Ces six nouvelles firent l’effet d’une bombe lors de leur parution aux Etats-Unis : ventes inespérées, enthousiasme communicatif de James Ellroy soi-même (« les meilleures nouvelles jamais écrites sur le monde de la boxe » ; le bandeau de l’édition française ne se prive pas pour reprendre le compliment), intérêt des producteurs de cinéma. Traduction en mains, on comprend pourquoi : Toole connaît son affaire, swingue comme un diable et donne au milieu du « noble art » un éclairage unique et passionnant, avec une touche de tendresse virile qui n’est pas sans rappeler la patte d’un Dan Fante.

Derrière le pseudonyme (F.X. comme le saint François Xavier, Toole comme Peter O’Toole) se cache Jerry Boyd, californien né d’un père irlandais au début des années 30 : employé de casino, barman, cireur, comédien (et même un temps toréador), Boyd enfile ses premiers gants sur le tard, la quarantaine venue, histoire de se refaire une santé après des décennies d’excès en tous genres. Il devient boxeur professionnel, s’entraînant dans des gymnases où la plupart de ses confrères ont l’âge d’être ses fils et se pliant au même régime physique qu’eux. Les lois de la nature ne se discutant pas, il finit par passer de l’autre côté du ring en devenant à son tour entraîneur et accompagnateur : c’est là qu’il a mis en application la longue série de recettes et de méthodes hautement scientifiques qui font en partie le prix de La Brûlure des cordes. Comment stopper le sang qui pisse des coupures à l’arcade sourcilière et risque d’aveugler le boxeur ? Avec la chlorure d’adrénaline, solution à un pour mille pas très réglementaire mais dont les narrateurs des nouvelles font un usage immodéré. L’important lors d’un combat ? Respirer, toujours respirer.
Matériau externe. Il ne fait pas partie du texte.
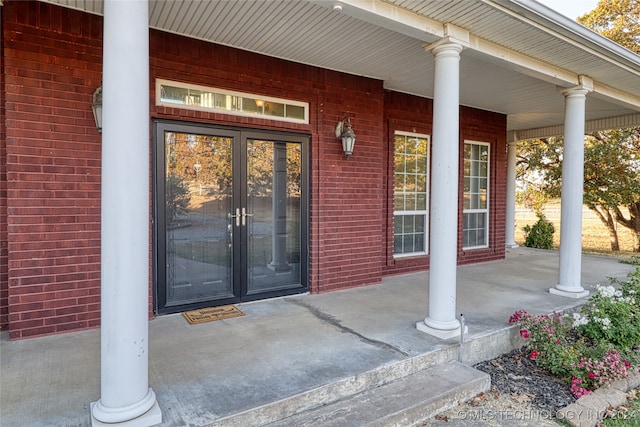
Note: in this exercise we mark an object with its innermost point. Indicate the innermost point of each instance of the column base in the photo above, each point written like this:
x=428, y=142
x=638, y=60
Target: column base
x=150, y=418
x=575, y=295
x=443, y=334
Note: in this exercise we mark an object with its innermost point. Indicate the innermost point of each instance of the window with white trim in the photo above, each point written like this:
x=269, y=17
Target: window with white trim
x=202, y=98
x=476, y=195
x=411, y=194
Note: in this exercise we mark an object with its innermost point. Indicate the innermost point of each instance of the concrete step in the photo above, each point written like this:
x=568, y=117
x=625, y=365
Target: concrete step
x=407, y=401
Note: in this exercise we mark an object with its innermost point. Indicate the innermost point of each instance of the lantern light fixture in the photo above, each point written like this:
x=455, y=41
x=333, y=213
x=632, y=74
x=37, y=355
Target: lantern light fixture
x=346, y=134
x=97, y=108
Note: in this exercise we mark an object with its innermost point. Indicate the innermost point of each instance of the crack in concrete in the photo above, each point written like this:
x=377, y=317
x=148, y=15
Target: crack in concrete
x=331, y=320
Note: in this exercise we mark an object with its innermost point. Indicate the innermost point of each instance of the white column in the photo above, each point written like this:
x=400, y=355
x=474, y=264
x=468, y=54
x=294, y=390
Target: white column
x=571, y=196
x=125, y=396
x=443, y=242
x=510, y=215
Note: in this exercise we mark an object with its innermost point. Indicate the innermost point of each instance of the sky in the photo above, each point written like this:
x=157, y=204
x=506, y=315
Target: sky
x=571, y=8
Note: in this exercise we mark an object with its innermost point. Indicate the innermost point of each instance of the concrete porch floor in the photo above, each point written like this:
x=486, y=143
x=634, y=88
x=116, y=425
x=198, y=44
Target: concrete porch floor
x=202, y=374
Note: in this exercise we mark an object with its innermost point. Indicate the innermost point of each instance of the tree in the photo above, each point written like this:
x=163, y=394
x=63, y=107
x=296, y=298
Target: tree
x=618, y=20
x=611, y=175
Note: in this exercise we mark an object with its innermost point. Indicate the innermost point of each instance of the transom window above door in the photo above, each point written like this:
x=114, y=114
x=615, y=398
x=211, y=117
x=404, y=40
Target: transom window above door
x=410, y=194
x=202, y=98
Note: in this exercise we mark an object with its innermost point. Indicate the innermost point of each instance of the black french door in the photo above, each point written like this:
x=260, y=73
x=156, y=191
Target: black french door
x=230, y=215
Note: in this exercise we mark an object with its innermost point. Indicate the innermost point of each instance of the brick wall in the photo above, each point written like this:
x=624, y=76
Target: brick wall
x=346, y=195
x=52, y=164
x=52, y=65
x=414, y=114
x=4, y=275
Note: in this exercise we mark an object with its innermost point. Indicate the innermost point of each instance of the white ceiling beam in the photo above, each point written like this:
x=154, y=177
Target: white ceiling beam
x=388, y=16
x=618, y=122
x=411, y=24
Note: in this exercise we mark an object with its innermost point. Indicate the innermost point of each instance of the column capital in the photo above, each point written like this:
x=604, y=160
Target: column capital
x=454, y=38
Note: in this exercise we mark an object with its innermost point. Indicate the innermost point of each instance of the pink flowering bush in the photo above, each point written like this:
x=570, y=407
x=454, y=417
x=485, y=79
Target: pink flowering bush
x=594, y=373
x=546, y=338
x=594, y=347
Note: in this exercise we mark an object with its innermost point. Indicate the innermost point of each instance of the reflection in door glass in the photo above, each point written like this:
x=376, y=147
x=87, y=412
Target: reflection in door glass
x=274, y=225
x=198, y=198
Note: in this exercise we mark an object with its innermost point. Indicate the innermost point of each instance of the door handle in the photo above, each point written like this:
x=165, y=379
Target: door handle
x=244, y=216
x=237, y=217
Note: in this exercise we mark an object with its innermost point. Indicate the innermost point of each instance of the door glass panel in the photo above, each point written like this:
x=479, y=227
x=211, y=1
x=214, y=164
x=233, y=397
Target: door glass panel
x=273, y=215
x=198, y=199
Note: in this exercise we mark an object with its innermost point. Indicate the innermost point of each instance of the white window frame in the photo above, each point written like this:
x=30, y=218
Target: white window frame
x=484, y=210
x=242, y=95
x=424, y=212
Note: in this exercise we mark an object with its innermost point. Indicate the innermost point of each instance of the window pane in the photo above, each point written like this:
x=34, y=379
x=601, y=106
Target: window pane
x=398, y=202
x=295, y=112
x=411, y=168
x=397, y=244
x=476, y=195
x=397, y=224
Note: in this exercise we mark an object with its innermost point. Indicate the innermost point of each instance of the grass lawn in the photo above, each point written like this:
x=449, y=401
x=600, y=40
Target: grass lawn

Et aussi se tenir sur la plante des pieds, se servir de l’orteil droit pour l’élan, garder son poids sur le genou gauche et s’appuyer dessus en expédiant un jab, doubler et tripler son jab pour obliger l’adversaire à reculer ; frapper et se retirer, garder l’adversaire « au bout de son allonge » sans se laisser approcher…
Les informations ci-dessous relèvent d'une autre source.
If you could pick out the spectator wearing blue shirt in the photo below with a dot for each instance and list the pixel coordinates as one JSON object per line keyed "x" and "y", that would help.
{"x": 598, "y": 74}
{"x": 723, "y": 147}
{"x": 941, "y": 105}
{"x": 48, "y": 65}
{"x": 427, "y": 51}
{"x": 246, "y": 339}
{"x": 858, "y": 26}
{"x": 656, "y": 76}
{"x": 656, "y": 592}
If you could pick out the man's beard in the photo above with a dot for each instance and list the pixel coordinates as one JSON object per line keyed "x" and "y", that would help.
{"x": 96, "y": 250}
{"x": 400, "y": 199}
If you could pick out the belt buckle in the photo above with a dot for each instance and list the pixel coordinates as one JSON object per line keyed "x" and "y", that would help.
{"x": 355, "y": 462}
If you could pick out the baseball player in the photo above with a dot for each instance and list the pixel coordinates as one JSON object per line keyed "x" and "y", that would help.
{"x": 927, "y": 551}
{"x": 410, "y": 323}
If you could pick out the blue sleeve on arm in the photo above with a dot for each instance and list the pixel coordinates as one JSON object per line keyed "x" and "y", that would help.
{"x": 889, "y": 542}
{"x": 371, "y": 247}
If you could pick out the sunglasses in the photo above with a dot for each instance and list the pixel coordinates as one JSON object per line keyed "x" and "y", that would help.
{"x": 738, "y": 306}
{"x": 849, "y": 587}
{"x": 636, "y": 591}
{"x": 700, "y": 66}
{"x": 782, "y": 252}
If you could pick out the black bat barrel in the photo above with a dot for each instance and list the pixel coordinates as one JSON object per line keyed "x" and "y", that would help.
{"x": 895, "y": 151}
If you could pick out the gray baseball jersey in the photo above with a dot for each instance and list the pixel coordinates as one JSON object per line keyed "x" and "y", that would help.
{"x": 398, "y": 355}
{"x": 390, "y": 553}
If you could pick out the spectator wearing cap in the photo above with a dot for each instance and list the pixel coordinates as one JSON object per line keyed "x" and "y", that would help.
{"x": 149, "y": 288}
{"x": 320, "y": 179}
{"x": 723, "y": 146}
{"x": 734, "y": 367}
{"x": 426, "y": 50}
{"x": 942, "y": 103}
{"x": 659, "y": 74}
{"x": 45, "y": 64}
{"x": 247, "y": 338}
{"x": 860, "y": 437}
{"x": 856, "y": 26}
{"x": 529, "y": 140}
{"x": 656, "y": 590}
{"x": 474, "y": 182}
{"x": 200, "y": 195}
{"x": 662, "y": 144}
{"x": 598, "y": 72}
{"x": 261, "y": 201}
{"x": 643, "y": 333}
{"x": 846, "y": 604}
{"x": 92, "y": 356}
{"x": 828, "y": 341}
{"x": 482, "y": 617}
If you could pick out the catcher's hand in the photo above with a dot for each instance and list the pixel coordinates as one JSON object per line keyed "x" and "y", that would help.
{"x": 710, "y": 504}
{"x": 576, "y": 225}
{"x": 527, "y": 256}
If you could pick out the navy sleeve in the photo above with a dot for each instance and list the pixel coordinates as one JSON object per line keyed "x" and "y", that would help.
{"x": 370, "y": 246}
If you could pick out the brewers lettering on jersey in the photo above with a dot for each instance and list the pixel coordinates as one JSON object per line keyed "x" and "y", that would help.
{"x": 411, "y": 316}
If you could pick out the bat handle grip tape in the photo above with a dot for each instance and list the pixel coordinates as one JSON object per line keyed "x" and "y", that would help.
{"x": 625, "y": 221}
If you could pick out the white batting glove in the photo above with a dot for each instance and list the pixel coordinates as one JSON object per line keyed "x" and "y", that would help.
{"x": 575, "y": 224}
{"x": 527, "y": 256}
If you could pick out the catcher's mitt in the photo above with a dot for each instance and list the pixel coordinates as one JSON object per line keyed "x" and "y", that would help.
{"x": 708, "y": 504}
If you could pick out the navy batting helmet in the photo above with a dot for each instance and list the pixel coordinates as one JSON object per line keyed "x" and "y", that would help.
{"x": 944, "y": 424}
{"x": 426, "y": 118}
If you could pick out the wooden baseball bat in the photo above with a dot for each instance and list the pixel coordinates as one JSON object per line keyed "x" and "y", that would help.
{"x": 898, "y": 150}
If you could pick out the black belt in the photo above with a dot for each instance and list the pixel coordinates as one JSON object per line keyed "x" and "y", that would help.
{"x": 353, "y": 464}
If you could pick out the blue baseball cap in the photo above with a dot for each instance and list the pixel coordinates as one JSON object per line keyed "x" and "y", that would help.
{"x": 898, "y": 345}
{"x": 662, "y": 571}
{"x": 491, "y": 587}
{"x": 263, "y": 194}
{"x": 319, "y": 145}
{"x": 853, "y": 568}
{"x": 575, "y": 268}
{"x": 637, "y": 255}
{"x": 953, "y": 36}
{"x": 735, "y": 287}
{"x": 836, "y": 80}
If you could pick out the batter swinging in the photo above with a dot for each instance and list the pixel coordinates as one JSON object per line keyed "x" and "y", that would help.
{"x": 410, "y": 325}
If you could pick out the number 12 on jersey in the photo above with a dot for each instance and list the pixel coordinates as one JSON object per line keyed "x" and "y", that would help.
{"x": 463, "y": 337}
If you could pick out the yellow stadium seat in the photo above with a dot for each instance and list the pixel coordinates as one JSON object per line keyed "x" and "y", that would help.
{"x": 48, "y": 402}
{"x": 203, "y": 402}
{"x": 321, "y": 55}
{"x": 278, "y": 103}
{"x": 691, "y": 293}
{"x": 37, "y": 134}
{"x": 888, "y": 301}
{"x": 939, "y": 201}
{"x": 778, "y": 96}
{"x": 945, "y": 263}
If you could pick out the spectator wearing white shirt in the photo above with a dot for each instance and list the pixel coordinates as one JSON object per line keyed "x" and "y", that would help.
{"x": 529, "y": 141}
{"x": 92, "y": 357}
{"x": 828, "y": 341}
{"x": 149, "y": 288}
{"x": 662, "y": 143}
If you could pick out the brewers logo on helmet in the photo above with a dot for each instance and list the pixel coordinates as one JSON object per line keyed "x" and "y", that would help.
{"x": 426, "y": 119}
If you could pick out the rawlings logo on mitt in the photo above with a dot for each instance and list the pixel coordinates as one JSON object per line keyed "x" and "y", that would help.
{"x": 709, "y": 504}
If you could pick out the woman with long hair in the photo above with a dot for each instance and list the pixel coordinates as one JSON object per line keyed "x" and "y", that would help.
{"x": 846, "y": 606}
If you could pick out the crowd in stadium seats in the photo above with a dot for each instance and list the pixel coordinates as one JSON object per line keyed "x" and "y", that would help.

On referme le recueil avec l’impression d’en connaître un rayon sur la question. On n’en a pas envie pour autant de monter sur le ring et de se lancer dans la bataille : l’univers décrit par F.X. Toole est tout sauf idéalisé, et l’on ne compte pas le nombre de litres de sang écoulés, de nerfs sectionnés, de phalanges et de nez fracturés, d’entailles de toutes sortes et de corps laminés qu’il met en scène. On rentre aussi dans le milieu très spécial de la boxe féminine, discipline qui, malgré les réticences de certains, a manifestement le vent en poupe : « La fille à un million de dollars » est d’ailleurs la meilleure nouvelle du recueil, avec un final dramatique habilement étiré sur plusieurs pages d’une force tout à fait remarquable. « Traces de cordes », le dernier texte (une novela d’une centaine de pages), donne à Toole l’occasion de revenir sur les émeutes raciales de 1992 à Los Angeles, et de distiller tout au long du texte quelques opinions plutôt trempées sur la question (l’homme a du caractère, et n’est pas porté sur l’angélisme bien-pensant). Sa Brûlure des cordes est une réussite en tous points remarquable, servie par un style tendu du meilleur effet. Il faut dire qu’il avait pas mal de manuscrits derrière lui, même s’il n’avait jamais rien publié de sa vie jusqu’à ce qu’une revue de San Francisco lui prenne l’une de ses nouvelles. Le reste allait de soi : contrat, recueil, reconnaissance légitime. Dont il n’aura malheureusement guère profité : Toole est mort en septembre dernier, des suites d’une opération au coeur.